As soon as the raw_data dataframe is loaded, TSLA is added as a column to the data dataframe as the Adj Close data for the STOCK_A ticker. Similarly, the second line does the same thing for the ticker STOCK_B. The code downloads adjusted close data for Tesla and JPMorgan Chase, for the year-to-date period, into a dataframe for analysis.
plt.figure(figsize=(12,5))
axis1 = data[STOCK_A].plot(color='blue', grid=True, label=STOCK_A)
axis2 = data[STOCK_B].plot(color='green', grid=True, label=STOCK_B)
h1, l1 = axis1.get_legend_handles_labels()

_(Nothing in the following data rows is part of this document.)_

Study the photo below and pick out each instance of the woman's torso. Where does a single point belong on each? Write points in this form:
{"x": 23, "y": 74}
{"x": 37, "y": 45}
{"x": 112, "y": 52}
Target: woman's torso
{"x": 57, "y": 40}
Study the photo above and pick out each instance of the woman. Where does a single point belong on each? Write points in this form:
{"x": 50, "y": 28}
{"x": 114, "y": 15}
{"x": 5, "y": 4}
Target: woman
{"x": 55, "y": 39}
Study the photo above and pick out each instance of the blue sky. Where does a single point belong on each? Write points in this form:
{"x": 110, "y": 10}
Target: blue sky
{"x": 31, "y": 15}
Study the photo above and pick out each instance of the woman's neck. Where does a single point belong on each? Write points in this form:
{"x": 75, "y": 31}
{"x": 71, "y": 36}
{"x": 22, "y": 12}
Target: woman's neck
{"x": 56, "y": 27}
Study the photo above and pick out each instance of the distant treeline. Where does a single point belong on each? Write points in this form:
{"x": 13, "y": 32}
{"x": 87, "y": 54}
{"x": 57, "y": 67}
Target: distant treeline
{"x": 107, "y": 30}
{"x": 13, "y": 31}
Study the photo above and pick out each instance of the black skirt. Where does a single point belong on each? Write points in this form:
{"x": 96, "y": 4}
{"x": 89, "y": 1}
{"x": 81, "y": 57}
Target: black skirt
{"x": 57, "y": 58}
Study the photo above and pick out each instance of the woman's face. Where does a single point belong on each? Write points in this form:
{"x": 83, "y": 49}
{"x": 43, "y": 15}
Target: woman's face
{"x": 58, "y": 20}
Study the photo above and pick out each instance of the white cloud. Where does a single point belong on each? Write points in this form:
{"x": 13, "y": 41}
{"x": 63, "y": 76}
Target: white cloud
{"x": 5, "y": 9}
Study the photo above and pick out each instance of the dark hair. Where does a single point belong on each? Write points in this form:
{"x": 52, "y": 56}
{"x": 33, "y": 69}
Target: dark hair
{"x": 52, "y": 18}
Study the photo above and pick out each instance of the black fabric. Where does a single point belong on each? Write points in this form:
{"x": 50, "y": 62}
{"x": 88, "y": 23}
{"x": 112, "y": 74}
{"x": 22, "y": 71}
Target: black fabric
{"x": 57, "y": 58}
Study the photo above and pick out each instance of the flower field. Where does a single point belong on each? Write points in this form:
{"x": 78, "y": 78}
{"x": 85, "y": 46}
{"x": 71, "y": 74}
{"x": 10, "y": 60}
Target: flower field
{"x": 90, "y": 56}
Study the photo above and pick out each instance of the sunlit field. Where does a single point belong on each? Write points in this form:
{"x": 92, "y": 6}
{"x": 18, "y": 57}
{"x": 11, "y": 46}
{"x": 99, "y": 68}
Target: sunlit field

h2, l2 = axis2.get_legend_handles_labels()
plt.legend(h1, l1, loc=2)
plt.title(label='Non-Normalized TSLA and JPM Stock Prices ($)')
plt.show()
A figure with a specific size of 12 x 5 inches is created with this code using the matplotlib library. STOCK_A and STOCK_B are set up in the figure as separate axes. Stock data is plotted on their respective axes in a specified color and grid pattern. As a next step, the code stores the legend handles h1 and h2 for each stock and labels l1 and l2 for each stock. Later, the plot’s legend will be created based on these. Plot.legend is then used to add a legend to each plot, using the previously stored handles and labels. Locate the plot’s legend in the upper left corner with the loc=2 parameter. Using plt.show, the code provides a title for the plot. It creates a plot with two stock prices and adds a legend and title so that the data is better visualized.
# Normalize the the dataframe using cumulative percentage change
norm_data = pd.DataFrame()
norm_data[STOCK_A] = data[STOCK_A].pct_change().cumsum()
norm_data[STOCK_B] = data[STOCK_B].pct_change().cumsum()
# The first row will contain NaN, since there is no previous row to calculate percent change
norm_data = norm_data.tail(len(data) - 1)
norm_data
This code creates a new table that contains the normalized data that is calculated for two specific stocks: STOCK_A plus _norm, STOCK_B plus _norm. Norm_data is an empty dataframe created with two columns, STOCK_A and STOCK_B. Following are two lines that calculate the percentage change for each stock and apply the cumsum function. Accordingly, each value in the dataframe represents the total percentage change since the first value. A percent change is calculated from the next row of the dataframe, since the first row contains NaN values. As a final step, the last line renames the columns of the dataframe to indicate that they contain normalized data. Using this code, two different stocks can be compared by normalizing their data and representing their percentage change relative to their initial values.